Honoring the German Cultural Heritage at Lutheran Churches

By Lizbeth Johnson and Pastor Karin Liebster

Angel of Joy in Lufkin, Texas recently celebrated with their 8th Annual German Christmas service. Although Pastor Paul Geye gave his homily in English, the service was in German.

Pastor Paul GeyeThe intent was to honor the German heritage of the Lutheran Church. The service included the choir who sang, “Kommet ihr Hirten” and “O Tannenbaum”. The readings and prayers were read by Inge Geye, her sister Marianne, and three other German women.

Attendees came from across east Texas with a connection and love of German heritage.

Many stayed after the service to share their connections and enjoy refreshments. A tradition of the congregation, the Lufkin community has continued to enjoy the service, honoring the German heritage ties of the church’s neighbors.

When German Lutherans immigrated to America, they often settled in areas of Texas that allowed them to keep their traditions and ways of life, despite new soil and surroundings. Areas of Texas like Fredericksburg, Brenham, New Braunfels, and many other settlements have preserved their native country customs. The church was a significant part of their culture and way of life.

Pastor Paul was stationed in Germany while in the armed forces. He met his wife Inge, and she immigrated to the U.S. when they married. She of course, is fluent in German and is delighted to celebrate her heritage with others. “We are always delighted with the interest of the community in a German worship service,” Inge stated.

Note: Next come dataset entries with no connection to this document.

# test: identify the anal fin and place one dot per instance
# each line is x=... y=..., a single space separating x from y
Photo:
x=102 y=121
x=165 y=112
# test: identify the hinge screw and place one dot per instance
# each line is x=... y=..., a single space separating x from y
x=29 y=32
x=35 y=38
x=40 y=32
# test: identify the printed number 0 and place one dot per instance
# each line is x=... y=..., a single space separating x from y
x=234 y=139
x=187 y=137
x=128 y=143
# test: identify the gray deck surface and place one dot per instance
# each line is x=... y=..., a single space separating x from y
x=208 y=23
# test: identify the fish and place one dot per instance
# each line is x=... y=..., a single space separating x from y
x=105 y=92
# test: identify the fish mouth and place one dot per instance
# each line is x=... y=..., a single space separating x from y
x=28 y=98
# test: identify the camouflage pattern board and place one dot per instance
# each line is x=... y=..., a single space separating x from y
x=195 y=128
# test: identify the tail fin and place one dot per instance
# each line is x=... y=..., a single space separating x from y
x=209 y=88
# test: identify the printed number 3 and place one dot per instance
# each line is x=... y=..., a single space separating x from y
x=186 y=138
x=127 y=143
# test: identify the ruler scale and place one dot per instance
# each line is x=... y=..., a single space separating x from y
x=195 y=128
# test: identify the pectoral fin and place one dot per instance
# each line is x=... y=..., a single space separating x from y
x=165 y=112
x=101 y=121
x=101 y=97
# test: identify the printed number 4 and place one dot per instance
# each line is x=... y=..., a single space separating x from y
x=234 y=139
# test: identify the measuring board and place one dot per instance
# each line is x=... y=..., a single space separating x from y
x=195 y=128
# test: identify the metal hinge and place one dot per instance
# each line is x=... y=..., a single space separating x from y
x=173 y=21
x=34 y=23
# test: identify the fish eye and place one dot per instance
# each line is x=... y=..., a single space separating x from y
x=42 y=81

In central Houston, Christ the King celebrates the German heritage with services on Easter Sunday and Christmas Eve. Pastor Karin Liebster, who is German herself, indicates, “These special occasions make the worship service all the more unique celebrated in the German language.” Pastor Robert Moore will begin a three-year service this summer in Wittenburg, Germany, as an official representative of the ELCA for the 500th anniversary of the Reformation.

The anniversary of the Reformation celebration is gaining momentum, even almost two years before its arrival. In fact, the planning of the “2017 Reformation Jubilee” has been under way for nearly a decade.